Pretty grim stuff, and rising star director Caroline Steinbeis has chosen to milk opportunities for comedy wherever and whenever they appear during the two and three quarter hours. This gives a somewhat stop-start effect as the tense propulsion towards the tragic climax is frequently punctured by comic let-offs. It also makes a production that already has too many characters and too much going on even more baffling at times.

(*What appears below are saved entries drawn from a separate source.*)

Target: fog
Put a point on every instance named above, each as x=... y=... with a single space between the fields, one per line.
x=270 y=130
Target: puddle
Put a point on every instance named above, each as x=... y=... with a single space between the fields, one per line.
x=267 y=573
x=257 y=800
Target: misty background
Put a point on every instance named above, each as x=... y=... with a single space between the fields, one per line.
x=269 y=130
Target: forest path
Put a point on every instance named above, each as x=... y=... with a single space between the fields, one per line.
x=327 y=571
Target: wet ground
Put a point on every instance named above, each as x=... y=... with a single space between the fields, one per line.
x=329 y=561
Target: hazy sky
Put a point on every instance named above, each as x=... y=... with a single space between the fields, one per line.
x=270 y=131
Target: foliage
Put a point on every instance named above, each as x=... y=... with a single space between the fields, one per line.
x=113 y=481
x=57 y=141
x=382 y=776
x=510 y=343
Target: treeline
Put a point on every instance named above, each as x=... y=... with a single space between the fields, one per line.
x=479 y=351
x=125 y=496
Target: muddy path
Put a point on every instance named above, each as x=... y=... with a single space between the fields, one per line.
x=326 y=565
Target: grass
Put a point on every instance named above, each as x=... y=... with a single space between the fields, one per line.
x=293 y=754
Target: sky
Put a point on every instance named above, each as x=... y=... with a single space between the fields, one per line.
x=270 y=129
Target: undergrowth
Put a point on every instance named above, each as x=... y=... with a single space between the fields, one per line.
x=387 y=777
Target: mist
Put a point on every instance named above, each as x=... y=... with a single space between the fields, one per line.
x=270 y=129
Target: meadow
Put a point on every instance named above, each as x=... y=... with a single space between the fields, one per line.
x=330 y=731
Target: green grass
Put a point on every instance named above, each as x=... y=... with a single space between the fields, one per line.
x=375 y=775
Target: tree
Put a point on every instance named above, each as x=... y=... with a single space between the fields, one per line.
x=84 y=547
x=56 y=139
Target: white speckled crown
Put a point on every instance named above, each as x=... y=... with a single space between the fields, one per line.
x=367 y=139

John Ford's rarely staged tragedy was written for and performed by Shakespeare's old company, The King's Men, around 1629, thirteen years after the Bard's death. It was put on at the indoor Blackfriars Playhouse, from which the wonderful fifteen month-old Sam Wanamaker Playhouse takes its inspiration, as well as in the original Globe itself. Ford is best known for his bloodthirsty, incest-filled gangbang, 'Tis Pity She's A Whore.

The Broken Heart's complex plot is a tangled web of problematic relationships. Here's a stab at describing it: in ancient Greece, Orgilus (Brian Ferguson) loves Penthea (Amy Morgan), who has been forced by her own brother Ithocles (Luke Thompson) to marry the intensely jealous Bassanes, a character once played by Laurence Olivier and here interpreted mesmerisingly by Owen Teale. Orgilus's sister Euphrania (Thalissa Teixeira) has the hots for Tom Stuart's Prophilus. Meanwhile, Ithocles fancies Princess Calantha (Sarah MacRae), who is being pushed towards marrying a prince, Nearchus (Joe Jameson). Got that? Now throw in a few more odds and ends, including ominous Delphic oracles. Needless to say, the course of true love doesn't run smoothly for anyone.

Most enchanting is the golden gloom of the candlelit Jacobean-style playhouse. The candles' glow strongly influences the action's mood, sometimes radiating soft, warm light on sympathetic characters' faces and lavish costumes, at other times casting scary shadows on evildoers' countenances. You can smell the beeswax and sometimes hear the crackle of the flames. The effect is beautifully theatrical, in other words. But John Ford wasn't Shakespeare, alas, and while it's great to see one of Ford's neglected works revived, I can't wait to come back in future to see one of the Stratford playwright's masterpieces performed in such an incredible setting.